Extraction of distant recurrence sites for breast cancer patients from free-text clinical notes using large language models.
Authors
Affiliations (7)
Affiliations (7)
- Department of Radiology, Mayo Clinic, Phoenix, AZ, USA. Electronic address: [email protected].
- Department of Radiology, Mayo Clinic, Phoenix, AZ, USA.
- Departments of Medicine and of Epidemiology & Population Health, Stanford University School of Medicine, Palo Alto, CA, USA.
- Rollins School of Public Health, Emory University, Atlanta, GA, USA.
- Department of Internal Medicine, UC Davis School of Medicine, Sacramento, CA, USA.
- Department of Biomedical Data Science, Radiology, and Medicine, Stanford University School of Medicine, Palo Alto, CA, USA.

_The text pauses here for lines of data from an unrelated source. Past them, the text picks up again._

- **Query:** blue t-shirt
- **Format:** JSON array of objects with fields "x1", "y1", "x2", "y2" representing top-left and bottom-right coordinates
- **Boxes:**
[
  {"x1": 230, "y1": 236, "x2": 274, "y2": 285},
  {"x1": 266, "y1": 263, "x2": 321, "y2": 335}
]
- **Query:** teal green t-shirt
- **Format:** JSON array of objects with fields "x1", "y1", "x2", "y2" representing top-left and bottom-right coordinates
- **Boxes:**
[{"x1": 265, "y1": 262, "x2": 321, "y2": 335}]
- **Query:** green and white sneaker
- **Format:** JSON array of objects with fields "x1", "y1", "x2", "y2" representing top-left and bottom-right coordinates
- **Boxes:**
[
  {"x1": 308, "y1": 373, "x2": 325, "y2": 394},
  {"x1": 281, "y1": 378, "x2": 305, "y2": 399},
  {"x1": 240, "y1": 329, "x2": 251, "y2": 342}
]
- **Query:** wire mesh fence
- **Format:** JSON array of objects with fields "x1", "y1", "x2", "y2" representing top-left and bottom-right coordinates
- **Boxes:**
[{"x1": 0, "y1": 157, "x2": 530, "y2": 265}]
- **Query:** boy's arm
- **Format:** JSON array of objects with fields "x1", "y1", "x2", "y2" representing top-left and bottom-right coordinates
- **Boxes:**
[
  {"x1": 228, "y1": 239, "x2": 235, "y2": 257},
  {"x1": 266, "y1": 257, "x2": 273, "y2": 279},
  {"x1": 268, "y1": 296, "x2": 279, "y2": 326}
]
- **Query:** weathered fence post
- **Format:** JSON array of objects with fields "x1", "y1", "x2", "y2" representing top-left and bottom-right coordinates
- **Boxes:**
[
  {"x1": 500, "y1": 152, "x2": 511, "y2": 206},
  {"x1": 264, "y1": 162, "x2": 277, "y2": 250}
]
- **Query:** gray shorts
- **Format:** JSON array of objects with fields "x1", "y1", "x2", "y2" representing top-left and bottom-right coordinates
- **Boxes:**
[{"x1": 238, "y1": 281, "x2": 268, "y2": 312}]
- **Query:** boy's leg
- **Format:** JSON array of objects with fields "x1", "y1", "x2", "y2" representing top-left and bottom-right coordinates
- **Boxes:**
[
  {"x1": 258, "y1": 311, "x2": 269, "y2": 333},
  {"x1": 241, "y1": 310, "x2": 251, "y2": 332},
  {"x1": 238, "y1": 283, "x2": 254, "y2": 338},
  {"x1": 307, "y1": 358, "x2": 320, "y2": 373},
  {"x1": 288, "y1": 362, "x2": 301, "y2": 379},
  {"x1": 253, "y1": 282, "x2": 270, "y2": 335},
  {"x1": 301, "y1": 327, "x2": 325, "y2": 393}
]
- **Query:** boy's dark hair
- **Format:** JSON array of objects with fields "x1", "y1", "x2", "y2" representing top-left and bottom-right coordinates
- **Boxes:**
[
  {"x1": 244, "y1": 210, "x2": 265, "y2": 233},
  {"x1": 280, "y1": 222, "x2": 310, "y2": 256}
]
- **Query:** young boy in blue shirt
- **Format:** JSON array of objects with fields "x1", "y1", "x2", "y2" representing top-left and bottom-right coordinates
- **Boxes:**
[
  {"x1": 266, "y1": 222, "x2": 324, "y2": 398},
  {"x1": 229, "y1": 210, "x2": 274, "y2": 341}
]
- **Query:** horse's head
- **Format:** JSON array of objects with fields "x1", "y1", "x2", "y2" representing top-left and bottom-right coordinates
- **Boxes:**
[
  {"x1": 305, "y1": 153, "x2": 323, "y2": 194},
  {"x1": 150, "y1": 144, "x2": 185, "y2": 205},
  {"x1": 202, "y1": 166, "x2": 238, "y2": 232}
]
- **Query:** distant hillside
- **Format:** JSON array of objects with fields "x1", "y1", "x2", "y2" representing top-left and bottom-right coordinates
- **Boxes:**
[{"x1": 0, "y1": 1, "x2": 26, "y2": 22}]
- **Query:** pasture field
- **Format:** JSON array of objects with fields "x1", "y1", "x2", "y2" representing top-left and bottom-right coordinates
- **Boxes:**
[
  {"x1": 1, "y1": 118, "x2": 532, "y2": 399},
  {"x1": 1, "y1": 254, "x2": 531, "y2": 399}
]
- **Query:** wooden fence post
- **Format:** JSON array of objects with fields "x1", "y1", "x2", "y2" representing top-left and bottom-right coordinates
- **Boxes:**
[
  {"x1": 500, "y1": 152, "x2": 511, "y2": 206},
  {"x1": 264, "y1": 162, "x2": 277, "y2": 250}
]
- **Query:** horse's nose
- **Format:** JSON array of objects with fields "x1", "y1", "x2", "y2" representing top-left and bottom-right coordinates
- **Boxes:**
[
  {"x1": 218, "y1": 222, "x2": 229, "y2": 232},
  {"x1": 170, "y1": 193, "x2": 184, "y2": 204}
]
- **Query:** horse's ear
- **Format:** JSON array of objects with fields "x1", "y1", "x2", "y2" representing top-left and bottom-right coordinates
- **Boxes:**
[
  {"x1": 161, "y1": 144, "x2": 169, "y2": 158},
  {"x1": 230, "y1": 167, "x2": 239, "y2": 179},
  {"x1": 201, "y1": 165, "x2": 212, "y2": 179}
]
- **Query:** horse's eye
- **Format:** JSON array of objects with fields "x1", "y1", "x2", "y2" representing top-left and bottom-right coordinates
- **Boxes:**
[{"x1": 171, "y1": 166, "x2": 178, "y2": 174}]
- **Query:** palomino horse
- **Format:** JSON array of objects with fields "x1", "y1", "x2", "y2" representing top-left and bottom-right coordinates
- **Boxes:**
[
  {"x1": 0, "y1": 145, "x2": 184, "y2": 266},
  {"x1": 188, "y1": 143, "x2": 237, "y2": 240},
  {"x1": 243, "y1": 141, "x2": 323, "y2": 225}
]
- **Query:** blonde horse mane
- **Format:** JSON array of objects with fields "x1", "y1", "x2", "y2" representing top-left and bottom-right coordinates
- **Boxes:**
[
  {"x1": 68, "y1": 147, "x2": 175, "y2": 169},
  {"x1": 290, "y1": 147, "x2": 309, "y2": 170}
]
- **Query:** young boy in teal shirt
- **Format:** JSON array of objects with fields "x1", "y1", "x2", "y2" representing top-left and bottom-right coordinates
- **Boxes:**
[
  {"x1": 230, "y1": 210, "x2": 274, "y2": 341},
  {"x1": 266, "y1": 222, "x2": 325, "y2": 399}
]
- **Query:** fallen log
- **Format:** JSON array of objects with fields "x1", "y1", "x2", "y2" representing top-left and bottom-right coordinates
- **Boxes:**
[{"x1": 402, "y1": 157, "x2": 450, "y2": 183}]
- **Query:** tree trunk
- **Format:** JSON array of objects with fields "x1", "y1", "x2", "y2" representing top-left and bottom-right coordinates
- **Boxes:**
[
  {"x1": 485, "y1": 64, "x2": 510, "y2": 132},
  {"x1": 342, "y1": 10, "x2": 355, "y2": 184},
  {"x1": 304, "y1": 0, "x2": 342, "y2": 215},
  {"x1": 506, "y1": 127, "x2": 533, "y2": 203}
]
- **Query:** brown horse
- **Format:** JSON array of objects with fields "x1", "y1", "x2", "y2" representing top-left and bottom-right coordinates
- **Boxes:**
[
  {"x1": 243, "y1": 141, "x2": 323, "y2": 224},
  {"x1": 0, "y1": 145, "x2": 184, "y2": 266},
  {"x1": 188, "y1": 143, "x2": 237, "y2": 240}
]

- Department of Radiology, Mayo Clinic, Phoenix, AZ, USA; School of Computing and Augmented Intelligence, Arizona State University, Tempe, AZ, USA.
Abstract
Accurate documentation of distant recurrence sites in breast cancer is essential for evaluating treatment effectiveness and outcomes research. However, such information is embedded in unstructured clinical notes, making manual abstraction labor-intensive. Large language models (LLMs) offer a scalable solution for extracting complex information from heterogeneous clinical narratives; however, generic LLMs often lack the specialized clinical reasoning needed for accurate interpretation of oncologic documentation. This study aims to develop an efficient LLM-based framework to automatically extract distant recurrence sites from free-text documentation. We used clinical notes, pathology and radiology reports from recurrent breast cancer patients at Mayo Clinic (n = 766) for model development and evaluated generalizability on internal hold-out samples (n = 112) and an external Stanford Medicine cohort (n = 110). For cross-disease domain adaptation, we further validated on prostate cancer patients (n = 49). Our proposed framework employs BioLinkBERT, a pretrained language model (PLM) backbone, with weak supervision and an epoch-wise entropy optimization to address limited labeled data and class imbalance across recurrence sites. The fine-tuned model was compared against state-of-the-art models, including Llama2-7B, Llama-3-8B and MedAlpaca, using precision, recall, and F1-score. The fine-tuned model outperformed generic and domain-specific LLM baselines, with notable gains in identifying multi-site distant recurrence. In-domain validation showed consistent F1-score improvement (average 0.78), particularly for rare recurrence sites. The model also demonstrated strong performance on the external Stanford cohort and on prostate cancer, achieving F1-score of 0.83 and 0.93, respectively. This study presents an efficient, weakly supervised LLM framework that accurately extracts metastatic recurrence sites, reducing reliance on manual chart review. The results demonstrate that relatively small LLMs, optimized with domain-aware weak supervision, can outperform larger models for complex oncologic information extraction. The model is released as a platform-independent Docker image to support seamless cancer registry integration.